The Weekend and Rom-Coms
For Week 3 of Black Is Not A Genre, we explore "rom-coms." We’ll be viewing Stella Meghie’s The Weekend (1997) together and discussing the genre of rom-coms to include Black culture’s essential contribution. Our special guests are:
Dominic Jones
Dominic is a Visual Artist & Performer currently based in Texas. She attended Columbia University in NYC, where she received a Bachelor of Arts in Film Studies. Her video work has premiered at Austin Music Video Fest; Babes Fest, Austin; Helmuth Projects, California; and Studiolo in Switzerland. She's also published video work and film reviews for online publications such as i-D VICE Germany, Afropunk, Noisey, Dallas Observer, D Magazine, and FACT Mag.
Jazmyne Moreno
Jazmyne is an Oklahoma-bred, Austin-based Film programmer and grant writer and host of the Lates series at Austin Film Society
Tyler English-Beckwith
Tyler is a playwright, filmmaker, and actress originally from Dallas Texas and currently based in Brooklyn, NY. She is the recipient of the 2020 Leah Ryan Fund for Emerging Women Writers, and the recipient of the 2018 Kennedy Center Paula Vogel Play Prize.
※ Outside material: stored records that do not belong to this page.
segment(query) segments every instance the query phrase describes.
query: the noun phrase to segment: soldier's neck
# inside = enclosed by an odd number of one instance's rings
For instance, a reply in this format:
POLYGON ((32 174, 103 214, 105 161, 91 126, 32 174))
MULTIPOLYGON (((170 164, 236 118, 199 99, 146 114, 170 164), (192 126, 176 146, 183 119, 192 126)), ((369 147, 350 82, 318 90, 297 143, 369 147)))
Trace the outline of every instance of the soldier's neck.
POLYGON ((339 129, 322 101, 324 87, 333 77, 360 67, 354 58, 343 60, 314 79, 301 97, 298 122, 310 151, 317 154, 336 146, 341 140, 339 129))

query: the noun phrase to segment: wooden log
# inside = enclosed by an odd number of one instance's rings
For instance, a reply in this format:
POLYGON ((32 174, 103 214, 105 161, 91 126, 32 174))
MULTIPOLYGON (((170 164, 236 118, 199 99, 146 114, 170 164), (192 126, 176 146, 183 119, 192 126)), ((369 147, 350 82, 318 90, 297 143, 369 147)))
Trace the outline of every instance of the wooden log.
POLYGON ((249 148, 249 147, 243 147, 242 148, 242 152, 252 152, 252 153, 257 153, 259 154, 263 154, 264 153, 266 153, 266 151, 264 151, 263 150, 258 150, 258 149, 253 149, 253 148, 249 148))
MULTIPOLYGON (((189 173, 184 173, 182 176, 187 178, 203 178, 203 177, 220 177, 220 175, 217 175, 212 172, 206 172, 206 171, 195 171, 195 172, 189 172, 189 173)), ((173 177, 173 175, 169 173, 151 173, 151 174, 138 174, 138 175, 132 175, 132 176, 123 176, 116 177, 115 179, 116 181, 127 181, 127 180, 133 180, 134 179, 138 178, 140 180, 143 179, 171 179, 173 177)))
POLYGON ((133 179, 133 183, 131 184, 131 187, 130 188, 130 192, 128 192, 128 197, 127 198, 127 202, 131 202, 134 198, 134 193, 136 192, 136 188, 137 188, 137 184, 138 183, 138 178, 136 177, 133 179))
Tyler is also a member of the 2020 Page 73 writers group Interstate 73. Her plays include: Mingus (2020 Bay Area Playwrights Festival, 2019 Eugene O’Neill Theater Center’s National Play Conference Finalist), Maya and Rivers (2020 Fire This Time Festival), Bitch (Development: Page 73’s Interstate 73, Joust Theatre Company), and TWENTYEIGHT (The Vortex, Austin, TX). The series of original films Tyler wrote, co-directed, and acted in titled “Umbra” can be seen on meowwolf.com. Her screenwriting work can also be heard on the upcoming scripted podcast, “Daughters of DC”. Tyler holds an MFA in Dramatic Writing from NYU Tisch, and a BA in African and African Diaspora Studies from UT Austin. Tyler hopes to create worlds, in her writing, where black women live beyond the basic means of survival and have the audacity to be autonomous.